It is reasonable to assume that if the events of 7th October didn’t turn these peoples’ stomachs, then nothing will. So long as their victims are Israeli, no deed perpetrated by Hamas would be beyond the pale. People - not just underground Neo-Nazi clubs but millions of people in the streets and in charge of classrooms - have seen what the slaughter of Jewish families looks like, filmed on Hamas phones, and they’re OK with it. It’s hard to see how peace, in the face of such an attitude, can ever succeed. If such sentiments reflect even a sizeable portion of Palestinian supporters, then we can forget about a two state solution. This is a desperate fight for basic survival that can only end with one side standing. It is hard to appreciate this fact when you’ve been raised, as I have, on the promise of two independent states living in harmony. But unless a huge subset of the Western world suddenly learns how to put aside their politics, just for a moment, and reconnect with their humanity, then war is the only future we have in store.

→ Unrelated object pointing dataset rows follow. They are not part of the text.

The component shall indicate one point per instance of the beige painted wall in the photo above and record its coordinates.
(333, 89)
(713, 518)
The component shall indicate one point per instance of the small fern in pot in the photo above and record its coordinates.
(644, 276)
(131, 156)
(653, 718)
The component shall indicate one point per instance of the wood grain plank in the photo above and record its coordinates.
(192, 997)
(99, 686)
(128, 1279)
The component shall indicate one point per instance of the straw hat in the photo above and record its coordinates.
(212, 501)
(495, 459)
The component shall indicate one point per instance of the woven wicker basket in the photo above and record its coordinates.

Interestingly, there is a ray of hope in all this. It comes not from the Muslim representatives in the West, but the Arab States in the Middle East. The Moroccan government condemned “attacks against civilians wherever they may be”. In contrast, at a Pro-Palestine rally in Edmonton, Canada, a speaker shouted “There are no Israeli civilians”. While the Muslim Council of Britain was silent on the abductions, the UAE government announced it was “appalled” that people had been taken hostage. Bahrain saw nothing valiant about the Hamas attack, instead describing it as “a dangerous escalation”. Again, generalisations are difficult, but it’s far from certain that the most merciless Muslim voices are to be found outside the West.
Hate Speech
These antisemitic statements don’t come free of real life consequences. In the days that followed 7th October antisemitic attacks in Britain and France skyrocketed. In Berlin molotov cocktails were thrown at a synagogue, while at Columbia University, where professor Massad had called Israelis “cruel colonisers”, an Israeli student was assaulted. This shouldn’t be surprising, and it’s why we have laws against hate speech. Laws that are usually stringently policed.

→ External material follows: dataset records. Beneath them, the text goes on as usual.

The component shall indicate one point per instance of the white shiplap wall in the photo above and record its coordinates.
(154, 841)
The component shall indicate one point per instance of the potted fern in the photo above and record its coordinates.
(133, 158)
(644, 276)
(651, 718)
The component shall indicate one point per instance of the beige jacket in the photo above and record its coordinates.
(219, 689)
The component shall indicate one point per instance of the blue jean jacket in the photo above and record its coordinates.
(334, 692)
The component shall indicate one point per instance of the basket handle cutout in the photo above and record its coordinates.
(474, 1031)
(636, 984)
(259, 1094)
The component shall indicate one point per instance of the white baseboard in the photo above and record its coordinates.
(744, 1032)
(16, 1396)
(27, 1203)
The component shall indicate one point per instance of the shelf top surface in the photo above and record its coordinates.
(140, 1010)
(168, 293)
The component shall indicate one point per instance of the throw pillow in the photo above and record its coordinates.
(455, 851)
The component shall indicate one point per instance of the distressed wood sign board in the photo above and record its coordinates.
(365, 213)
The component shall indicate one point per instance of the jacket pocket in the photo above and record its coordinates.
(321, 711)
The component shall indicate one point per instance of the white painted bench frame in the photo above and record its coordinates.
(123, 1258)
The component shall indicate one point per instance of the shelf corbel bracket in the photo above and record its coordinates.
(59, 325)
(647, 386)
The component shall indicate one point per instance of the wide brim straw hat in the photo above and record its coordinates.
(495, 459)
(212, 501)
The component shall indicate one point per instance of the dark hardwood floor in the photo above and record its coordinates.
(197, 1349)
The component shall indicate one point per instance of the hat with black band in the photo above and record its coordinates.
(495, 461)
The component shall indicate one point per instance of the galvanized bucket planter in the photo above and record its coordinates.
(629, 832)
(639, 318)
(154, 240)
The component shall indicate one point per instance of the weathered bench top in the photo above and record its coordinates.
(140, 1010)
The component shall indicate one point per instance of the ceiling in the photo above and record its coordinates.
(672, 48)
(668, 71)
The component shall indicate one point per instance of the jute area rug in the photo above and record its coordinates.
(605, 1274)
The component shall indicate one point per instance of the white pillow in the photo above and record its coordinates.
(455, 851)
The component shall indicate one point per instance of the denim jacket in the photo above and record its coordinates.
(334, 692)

Speech intended to stir up racial hatred was criminalised for the first time in 1986. In 2006 religious hatred was added to this Act, and in 2008 a further amendment added hatred based upon sexual orientation. By 2014 the law had been further broadened to include not just speech that was intended to incite hatred but any behaviour that could be interpreted as threatening or abusive. UK police recorded almost 150,000 cases of hate crime in the year to March 2023. These cases range from the serious and reprehensible to the mild. In 2010 Harry Taylor was jailed for leaving anti-religious cartoons in an airport prayer room. In 2017 Chelsea Russell was fined and given an enforced curfew when she quoted a Snoop Dogg lyric on her Instagram. In 2018 Mark Meechan was fined £800 after teaching his dog to raise its paw whenever he said ‘Sieg Heil’. Even when speech isn’t criminal, it’s often still policed by institutions and businesses. The Nobel laureate Tim Hunt lost his job at UCL for telling a sexist joke in 2015. Since then, sombreros have been banned from campuses on halloween, JK Rowling has received death threats for her definition of a woman and a Canadian Court ruled that misgendering someone was a human rights violation.

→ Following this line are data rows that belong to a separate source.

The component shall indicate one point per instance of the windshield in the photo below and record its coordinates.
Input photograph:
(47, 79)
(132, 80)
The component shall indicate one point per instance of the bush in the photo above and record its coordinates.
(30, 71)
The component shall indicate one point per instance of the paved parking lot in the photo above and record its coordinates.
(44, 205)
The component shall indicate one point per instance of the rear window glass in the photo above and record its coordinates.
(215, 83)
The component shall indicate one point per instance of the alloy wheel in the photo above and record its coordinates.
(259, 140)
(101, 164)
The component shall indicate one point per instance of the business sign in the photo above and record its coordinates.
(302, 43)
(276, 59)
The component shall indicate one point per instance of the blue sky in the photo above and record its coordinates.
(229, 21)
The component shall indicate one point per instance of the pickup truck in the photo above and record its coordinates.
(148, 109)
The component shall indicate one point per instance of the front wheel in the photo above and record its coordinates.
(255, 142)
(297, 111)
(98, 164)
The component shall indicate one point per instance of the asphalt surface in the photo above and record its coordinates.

In such an environment Jews should feel thoroughly protected. After all, calling for the eradication of 9 million Israelis is clearly worse than quoting a rap song, and encouraging rape is worse than teaching your dog German. Yet, in May 2021, when a convoy of vehicles drove from Blackburn to London displaying Palestine flags and calling through loud hailers for the rape of Jewish women, no one was even fined let alone jailed. In the era of ‘silence is violence’, actual violence - baby murdering racist violence - seems to be a non-issue, so long as the violence is directed against Jews. Two hundred and sixty unarmed young people have just been gunned down at a music festival and yet Glastonbury hasn’t tweeted so much as an emoji about it. The FA, which encouraged players to take the knee after George Floyd was killed in America couldn’t light up a stadium in Israeli colours. Is their silence not violence?
And the double standard goes on.
The University of Central Florida fired Charles Nagy for tweeting about ‘Black Privilege’ in the days after George Floyd’s murder. Both Hamline University and Minnesota University fired professors for showing images of the Prophet Muhammed in class - in the UK a teacher from West Yorkshire is still in hiding for the same crime. Yet the University of Pennsylvania proudly defended the right to free speech after it hosted speakers who advocated the ethnic cleansing of Jews in Israel during its Palestine Literature Festival last month. Manchester University dealt with the fallout from Abuqamar’s interview with Sky News by “helping her through this difficult time”. Neither Yale nor the Art Institute of Chicago opened disciplinary action against their respective professors, at the time of writing, and Rickford was even defended by the American Association of University Professors who said his “speech is protected by academic freedom”. The point isn’t whether or not speech should be policed, it’s why it isn’t being policed evenly that’s the concern. When one ethnic minority is barred from the societal protection extended to others, it should serve as a warning for the direction in which that society is heading.
In July 2021 Manchester was in turmoil when a mural of Marcus Rashford was defaced with allegedly racist graffiti. The incident drew crowds of hundreds who laid candles, flowers and messages of support. Andy Burnham gave an official statement and Manchester City Council announced plans to preserve the messages that had been left at the site as a ‘Wall of Hope’. The police investigation into the crime lasted almost six months. It was eventually revealed that the graffiti had called him “shite”. Compare the above to events this week, when posters of the kidnapped Israeli children were put up in London and Manchester, only to be ripped down by pro-Palestinians within hours. One image of abducted three year old twins was defaced with a Hitler moustache. When police reviewed the dozens of videos of the incident, they declared that there was no criminal offence to investigate. We live in a society that’s rightfully quick to call out victim blaming, and yet 34 Harvard student groups felt able to draft a joint statement saying they, “hold the Israeli regime entirely responsible for all unfolding violence”. On the 4th October Hope Not Hate commemorated the Battle of Cable Street, but they couldn’t condemn the outpouring of hate against Jews that unfolded three days later.
All the above further underlines David Baddiel’s excellent thesis that Jews don’t count. Because as much as modern society likes to congratulate itself for its anti-racism and anti-hatred, the truth is that it is acceptable to hate, so long as you’re hating the right people. We’re sliding into a growing acceptance of antisemitism, partly because we’ve also developed a culture that only picks the easy fight. A culture comfortable with campaigns over equal pay but not Female Genital Mutilation. A culture that polices middle class women at a Sarah Everard protest with force, but not a thousand Muslim men at a jihad rally. A culture that calls out American emissions while ignoring Chinese concentration camps. A culture that condemns Israeli policy and ignores Hamas depravity. A culture that’s sensitive to micro-aggressions and ignores antisemitism. It’s a double standard that’s rotting our societal values from within.